Es mediodía de sábado caluroso en la ciudad de Oaxaca. A una cuadra del zócalo, sobre la acera izquierda de la calle García Vigil, descansa en los escalones de un edificio colonial un hombre diminuto, sobre cuyas rodillas muestra apiladas bateas de madera. La temperatura de 32 grados centígrados hizo que se bajara el cubrebocas y decidiera hacer una parada. Es don Ricardo Jiménez, un tallador de madera, cuya vida transcurre en ir y venir de la Sierra Sur, para vender sus piezas.

Los transeúntes pasan frente a él y algunos miran las tallas de madera rectangulares, redondas y ovaladas; la mayoría pasa con indiferencia a su lado; los más curiosos preguntan el precio y luego se van. El descanso le viene bien para mostrar durante algunos minutos las artesas talladas en una sola pieza.
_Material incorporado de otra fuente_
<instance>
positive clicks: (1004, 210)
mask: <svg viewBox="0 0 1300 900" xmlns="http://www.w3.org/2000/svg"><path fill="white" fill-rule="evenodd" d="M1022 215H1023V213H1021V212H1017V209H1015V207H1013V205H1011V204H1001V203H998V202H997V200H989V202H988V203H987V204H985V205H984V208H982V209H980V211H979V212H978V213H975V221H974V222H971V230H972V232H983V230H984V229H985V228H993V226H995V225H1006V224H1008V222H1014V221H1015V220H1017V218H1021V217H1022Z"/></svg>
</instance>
En una charla, él comparte que su vida transcurre en ir y venir desde Soledad Piedra Larga, San Jerónimo Coatlán,  la ciudad y de regreso. Su comunidad se localiza en la Sierra Sur, a unos 157 kilómetros a Oaxaca de Juárez. Una vez que su familia termina varias piezas, él viaja para venderlas y al terminar con su venta aquí, vuelve por más. Su estadía en su localidad varía de dos a tres días, mientras que en la ciudad permanece hasta por ocho días, hasta que logra vender todo.

“Ya me acostumbré, así es mi vida. Nomás voy a traer lo que hay allá y les entrego el dinero”. Ya acostumbrado al viaje de seis horas llega al centro, para recorrer a pie las calles del centro histórico. En su hombro izquierdo lleva una bolsa de costal y en su hombro derecho la pila de bateas. 
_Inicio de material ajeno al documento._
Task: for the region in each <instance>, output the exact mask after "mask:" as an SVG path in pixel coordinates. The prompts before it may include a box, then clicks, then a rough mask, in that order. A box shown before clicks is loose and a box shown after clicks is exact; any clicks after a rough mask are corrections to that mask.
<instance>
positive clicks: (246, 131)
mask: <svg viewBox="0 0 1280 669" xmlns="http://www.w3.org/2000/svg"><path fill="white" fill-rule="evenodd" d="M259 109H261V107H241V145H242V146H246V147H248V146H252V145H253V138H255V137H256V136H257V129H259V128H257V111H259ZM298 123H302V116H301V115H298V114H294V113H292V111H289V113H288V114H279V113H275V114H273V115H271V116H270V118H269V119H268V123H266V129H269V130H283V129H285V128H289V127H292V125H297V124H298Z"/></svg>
Su andar es lento, para que el posible comprador pueda ver las piezas y quizá se anime a comprar alguna. Sobre su oficio, él comparte que lo aprendió de sus padres y ahora son sus hijos quienes las tallan. En su comunidad, dice, muchos se dedican a la talla de bateas, además de ir al campo. La mayoría sale a vender a otras regiones, como la Costa y el Istmo, otros más viajan a Puebla y Acapulco.
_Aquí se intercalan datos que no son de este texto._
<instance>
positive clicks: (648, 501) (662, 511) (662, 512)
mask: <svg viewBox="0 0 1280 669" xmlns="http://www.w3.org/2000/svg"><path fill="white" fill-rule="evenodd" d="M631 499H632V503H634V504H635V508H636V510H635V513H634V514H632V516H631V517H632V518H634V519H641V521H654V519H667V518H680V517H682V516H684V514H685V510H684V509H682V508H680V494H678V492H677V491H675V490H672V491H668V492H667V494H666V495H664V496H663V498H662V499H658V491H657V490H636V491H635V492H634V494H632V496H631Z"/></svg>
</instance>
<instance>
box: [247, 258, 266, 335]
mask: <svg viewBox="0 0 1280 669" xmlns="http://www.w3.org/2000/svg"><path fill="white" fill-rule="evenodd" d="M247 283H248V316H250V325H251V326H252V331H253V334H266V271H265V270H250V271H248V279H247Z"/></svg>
A sus 82 años de edad, el hombre originario de San Pedro Cajonos, no tiene acta de nacimiento, lo cual le impide iniciar cualquier trámite para solicitar algún tipo de apoyo, porque a veces hay días que no vende ninguna pieza y regresa a casa con las manos vacías.

Con la mirada triste, explica: “Ya tiene como 60 años que salí de allá, de mi comunidad natal en la Sierra Juárez. He ido para allá para ver si me reponen mi acta, porque perdí todos mis documentos cuando se incendió mi casa de Soledad Piedra Larga. Por un lado me mandan a Miahuatlán, luego a Cajonos, luego aquí a la ciudad, pero en todos lados dicen que no aparece mi nombre en el libro; no me quieren dar mi acta”.

Ya es más de mediodía y confiesa que no ha vendido nada, se prepara para caminar otra vez. Recuerda que los buenos tiempos eran cuando los turistas venían por cientos al lunes del cerro, a las fiestas de muertos y a los festejos decembrinos: “Entonces sí vendía todo rápido, ahora como no hay fiesta, no hay venta. Los poquitos que hay sólo preguntan el precio y se van. Lo que pasa es que hay que tener paciencia, eso es lo que necesita uno. Cuando dios da, da,  aunque sea algo, pero no se queda uno sin nada”. 

A don Ricardo se le puede encontrar en la calle de García Vigil; eventualmente, va a vender al mercado de Nochixtlán. Durante sus estancias en Oaxaca se queda con algunos familiares en Xoxocotlán, municipio al que va y viene a pie. 

Le pregunto si le sale vender las bateas al precio al que las da, que oscilan entre los $150 y $300. A lo que me responde: “Ponga usted que no salga, ahora con esto de la pandemia no hay negocio que salga, apenas sale para el gasto para comer. Ahora todo está muerto, no he vendido nada y son más de las 12, voy a caminar por allá para ver si vendo. ¡Hasta luego!” Don Ricardo se despide y camina en dirección al Zócalo.